One simple solution that comes to mind would be:
for i in MyList:
# Check if 'i' is the last element in the list
if i == MyList[-1]:
# Do something different for the last
else:
# Do something for all other elements
A second equally simple solution could be achieved by using a counter:
# Count the no. of elements in the list
ListLength = len(MyList)
# Initialize a counter
count = 0
for i in MyList:
# increment counter
count += 1
# Check if 'i' is the last element in the list
# by using the counter
if count == ListLength:
# Do something different for the last
else:
# Do something for all other elements
Just check if data is not the same as the last data in data_list (data_list[-1]).
for data in data_list:
code_that_is_done_for_every_element
if data != data_list[- 1]:
code_that_is_done_between_elements
So, this is definitely not the "shorter" version - and one might digress if "shortest" and "Pythonic" are actually compatible.
But if one needs this pattern often, just put the logic in to a
10-liner generator - and get any meta-data related to an element's
position directly on the for call. Another advantage here is that it will
work wit an arbitrary iterable, not only Sequences.
_sentinel = object()
def iter_check_last(iterable):
iterable = iter(iterable)
current_element = next(iterable, _sentinel)
while current_element is not _sentinel:
next_element = next(iterable, _sentinel)
yield (next_element is _sentinel, current_element)
current_element = next_element
In [107]: for is_last, el in iter_check_last(range(3)):
...: print(is_last, el)
...:
...:
False 0
False 1
True 2
This is an old question, and there's already lots of great responses, but I felt like this was pretty Pythonic:
def rev_enumerate(lst):
"""
Similar to enumerate(), but counts DOWN to the last element being the
zeroth, rather than counting UP from the first element being the zeroth.
Since the length has to be determined up-front, this is not suitable for
open-ended iterators.
Parameters
----------
lst : Iterable
An iterable with a length (list, tuple, dict, set).
Yields
------
tuple
A tuple with the reverse cardinal number of the element, followed by
the element of the iterable.
"""
length = len(lst) - 1
for i, element in enumerate(lst):
yield length - i, element
Used like this:
for num_remaining, item in rev_enumerate(['a', 'b', 'c']):
if not num_remaining:
print(f'This is the last item in the list: {item}')

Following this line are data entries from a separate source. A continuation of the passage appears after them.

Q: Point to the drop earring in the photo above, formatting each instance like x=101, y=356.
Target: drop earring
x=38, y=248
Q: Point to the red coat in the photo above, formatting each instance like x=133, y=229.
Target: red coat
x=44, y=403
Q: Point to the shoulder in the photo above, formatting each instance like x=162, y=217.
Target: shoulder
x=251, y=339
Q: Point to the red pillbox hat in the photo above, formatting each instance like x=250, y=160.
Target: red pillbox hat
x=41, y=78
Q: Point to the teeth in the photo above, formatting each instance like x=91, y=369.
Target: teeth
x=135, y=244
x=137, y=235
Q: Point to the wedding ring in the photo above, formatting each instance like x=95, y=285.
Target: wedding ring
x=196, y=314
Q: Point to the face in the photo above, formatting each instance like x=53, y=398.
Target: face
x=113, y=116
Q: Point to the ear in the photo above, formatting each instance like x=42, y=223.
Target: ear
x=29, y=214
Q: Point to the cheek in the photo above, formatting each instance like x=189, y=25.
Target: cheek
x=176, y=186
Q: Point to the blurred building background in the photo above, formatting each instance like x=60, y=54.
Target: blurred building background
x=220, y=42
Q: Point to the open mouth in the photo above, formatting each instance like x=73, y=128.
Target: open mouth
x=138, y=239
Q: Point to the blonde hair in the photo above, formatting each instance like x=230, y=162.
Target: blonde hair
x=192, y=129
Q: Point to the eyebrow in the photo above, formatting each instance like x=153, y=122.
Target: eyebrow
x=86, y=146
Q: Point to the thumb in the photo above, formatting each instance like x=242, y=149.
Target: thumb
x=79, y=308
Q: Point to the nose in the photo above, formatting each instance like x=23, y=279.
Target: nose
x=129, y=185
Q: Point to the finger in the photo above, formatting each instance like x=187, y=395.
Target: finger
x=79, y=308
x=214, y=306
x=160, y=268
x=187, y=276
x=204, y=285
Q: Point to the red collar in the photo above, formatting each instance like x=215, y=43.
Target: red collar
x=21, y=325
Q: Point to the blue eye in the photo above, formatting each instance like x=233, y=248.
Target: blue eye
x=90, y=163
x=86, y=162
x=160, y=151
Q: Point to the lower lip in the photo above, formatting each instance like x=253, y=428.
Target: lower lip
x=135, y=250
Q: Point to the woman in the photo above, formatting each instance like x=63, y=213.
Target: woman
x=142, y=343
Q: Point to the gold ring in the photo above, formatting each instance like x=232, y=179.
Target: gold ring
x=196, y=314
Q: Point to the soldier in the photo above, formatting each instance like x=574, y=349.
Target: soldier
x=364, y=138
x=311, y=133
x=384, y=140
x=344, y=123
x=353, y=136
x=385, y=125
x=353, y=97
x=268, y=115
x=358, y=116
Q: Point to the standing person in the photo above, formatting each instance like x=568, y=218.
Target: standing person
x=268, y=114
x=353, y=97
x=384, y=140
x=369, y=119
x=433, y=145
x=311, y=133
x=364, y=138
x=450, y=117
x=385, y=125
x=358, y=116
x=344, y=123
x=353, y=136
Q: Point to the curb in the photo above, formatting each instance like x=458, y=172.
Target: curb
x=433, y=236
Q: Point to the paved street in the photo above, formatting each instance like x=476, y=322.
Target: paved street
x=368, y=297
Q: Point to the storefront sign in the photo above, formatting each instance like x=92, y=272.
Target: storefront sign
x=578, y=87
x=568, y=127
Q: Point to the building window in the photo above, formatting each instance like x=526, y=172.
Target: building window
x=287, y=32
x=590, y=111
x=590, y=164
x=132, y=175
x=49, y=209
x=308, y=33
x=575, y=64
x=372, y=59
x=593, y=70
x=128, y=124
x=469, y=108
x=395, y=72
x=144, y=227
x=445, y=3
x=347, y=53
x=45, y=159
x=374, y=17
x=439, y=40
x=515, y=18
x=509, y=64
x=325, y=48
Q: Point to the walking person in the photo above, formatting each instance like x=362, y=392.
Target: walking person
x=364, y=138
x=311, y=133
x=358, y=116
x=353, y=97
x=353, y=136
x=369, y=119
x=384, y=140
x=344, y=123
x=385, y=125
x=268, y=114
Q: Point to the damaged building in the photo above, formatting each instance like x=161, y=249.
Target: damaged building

Or perhaps you'd like to do the opposite:
for num_remaining, item in rev_enumerate(['a', 'b', 'c']):
if num_remaining:
print(f'This is NOT the last item in the list: {item}')
Or, just to know how many remain as you go...
for num_remaining, item in rev_enumerate(['a', 'b', 'c']):
print(f'After {item}, there are {num_remaining} items.')
I think the versatility and familiarity with the existing enumerate makes it most Pythonic.
Caveat, unlike enumerate(), rev_enumerate() requires that the input implement __len__, but this includes lists, tuples, dicts and sets just fine.